Scriabin y Rachmaninov eran contemporáneos y ambos eran eximios pianistas. Sin embargo, tienen personalidades y una producción muy diferente, ¿no?

“Sí. Pese a ser contemporáneos, y rusos los dos, quizás esto tiene que ver con la personalidad. Scriabin era compositor más que pianista, si bien es cierto que tocaba el piano: nadie que no conozca el piano con esta profundidad puede componer cosas como esta Quinta Sonata, que está muy inmersa en el lenguaje de un instrumento que estaba desarrollándose a pasos agigantados y que habla de la exploración tímbrica colorística. Probablemente la personalidad de Rachmaninov era más cosmopolita y más extrovertida por el hecho de ser un virtuoso del piano. Scriabin deja en claro, sobre todo en esta sonata, porque hay un un acápite que es una referencia al Poema del Éxtasis, que él tenía una vida interior muy inquieta y muy rica. La música necesita teñirse de esta vida interior, y ése es el resultado que nosotros escuchamos.

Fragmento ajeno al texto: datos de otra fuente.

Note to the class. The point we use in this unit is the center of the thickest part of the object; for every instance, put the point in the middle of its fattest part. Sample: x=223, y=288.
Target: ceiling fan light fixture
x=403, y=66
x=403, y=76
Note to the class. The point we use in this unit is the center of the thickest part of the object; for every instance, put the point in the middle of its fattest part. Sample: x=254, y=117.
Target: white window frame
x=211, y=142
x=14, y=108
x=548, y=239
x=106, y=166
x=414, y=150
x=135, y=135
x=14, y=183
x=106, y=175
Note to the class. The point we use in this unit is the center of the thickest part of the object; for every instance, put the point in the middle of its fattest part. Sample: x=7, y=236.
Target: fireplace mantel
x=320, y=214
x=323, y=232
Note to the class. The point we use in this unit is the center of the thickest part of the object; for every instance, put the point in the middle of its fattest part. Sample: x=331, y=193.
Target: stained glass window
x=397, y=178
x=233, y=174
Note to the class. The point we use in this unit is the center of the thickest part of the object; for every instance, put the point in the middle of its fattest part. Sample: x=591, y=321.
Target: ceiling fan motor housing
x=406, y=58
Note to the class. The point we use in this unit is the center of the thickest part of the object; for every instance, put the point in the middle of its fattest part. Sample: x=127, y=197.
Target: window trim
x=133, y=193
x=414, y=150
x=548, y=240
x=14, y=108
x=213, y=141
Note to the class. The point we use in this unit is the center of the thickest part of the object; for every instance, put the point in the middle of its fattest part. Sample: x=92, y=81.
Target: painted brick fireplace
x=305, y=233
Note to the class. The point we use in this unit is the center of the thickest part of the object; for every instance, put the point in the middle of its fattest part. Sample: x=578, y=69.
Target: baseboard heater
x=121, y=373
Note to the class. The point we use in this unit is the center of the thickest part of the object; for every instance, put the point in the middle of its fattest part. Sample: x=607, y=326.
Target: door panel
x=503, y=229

La Tercera Sonata todavía es bastante posromántica; en la Cuarta ya se insinúa el estilo de Scriabin y en la Quinta ya estamos metidos de frentón en su estilo. Y de ahí para adelante  uno puede simplemente cerrar los ojos y dejarse llevar por sensaciones; la sensualidad es un factor fundamental en esta música. La atmósfera, el perfume. En cambio, sin estar exento de sensualidad y de perfume, Rachmaninov es mucho más tradicional, mucho más melódico”.